Answer by vanderghast

I don't know exactly for what the relay and the switch are intended for, but using a PMOS (MOSFET channel type P) and a NMOS ( MOSFET channel type N), as shown, "could" cover the required functionality, in part. The PMOS will open the circuit as soon as the voltage at its gate reaches VGS(TH) or more. The NMOS will starts to conduct when the voltage at its gates reaches it own VGS(TH). Well, when I say "conduct", that means that a current can flow between the D (drain) terminal and the S (source) terminal of the MOSFET.

Here, the Drain of the NMOS is hanging to nothing, so no current would flow.

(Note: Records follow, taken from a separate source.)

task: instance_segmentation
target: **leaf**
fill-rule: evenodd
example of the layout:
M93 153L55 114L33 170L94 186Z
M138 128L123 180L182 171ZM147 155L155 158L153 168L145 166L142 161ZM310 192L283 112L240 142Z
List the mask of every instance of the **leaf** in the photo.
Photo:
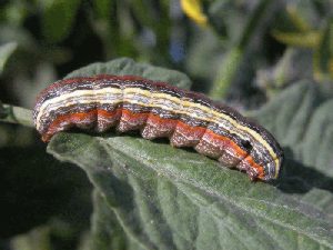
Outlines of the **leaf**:
M43 8L42 31L49 42L60 42L70 33L80 0L47 0Z
M325 29L322 31L321 40L315 48L313 56L314 76L317 80L333 78L333 19L327 21Z
M6 62L8 61L9 57L17 49L17 42L8 42L6 44L0 46L0 74L3 72Z
M121 59L94 63L71 76L87 76L89 71L91 74L138 72L141 67ZM152 71L153 68L145 66L142 76ZM160 69L159 73L168 79L175 72ZM327 112L327 108L319 104L326 99L316 88L296 84L256 116L289 152L286 171L276 187L251 182L244 173L223 168L192 150L172 148L164 140L148 141L113 132L99 137L63 132L53 137L48 152L82 168L94 187L91 248L332 249L332 217L329 210L306 198L312 187L302 189L303 196L295 194L300 193L297 187L280 187L290 181L289 169L299 171L295 176L301 173L301 177L305 170L304 181L319 177L330 181L326 190L320 186L316 189L326 201L332 198L332 178L317 173L323 166L307 167L313 159L304 154L314 151L311 140L320 136L320 131L310 136L304 131L316 131L316 113ZM319 118L319 122L325 118ZM329 121L325 122L331 131ZM325 138L324 141L332 141L327 133ZM324 146L321 150L332 152L332 143ZM313 172L317 176L312 177Z
M181 0L184 13L200 26L206 26L208 19L202 11L201 0Z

Note the the Source terminals are connected to the voltage-source, the N egative side of the voltage source for the N MOS and the P ositive side of the voltage source for the P MOS.

Note that to restart the circuit, you may want to add a switch between the gate terminal of M1, the PMOS, and the ground.

As example, if VGS(TH) of M! is 4 volts (generally, but not always, given as -4.0 v, that is, with a negative sign, on datasheet for a PMOS), the circuit will have a close loop through M1, but that loop will get broken when the voltage at Node1 will reach that 4 volt with that condition (within the tolerance given in the datasheet, for that parameter). You won't get more than 4 volt at Node1. Sure, the gate of M1 has some leak, so its voltage could drop, which close the loop previously broken, but that would involve a counter reaction that should recharge the gate within, hopefully, a few femto-second and should not interfere with the conception.

+2 votes
by vanderghast
October 29, 2020

An error in my numerical example: the loop through M1 would open at VS + VGS(TH) = VG, when the numerical value for VGS(TH) is negative.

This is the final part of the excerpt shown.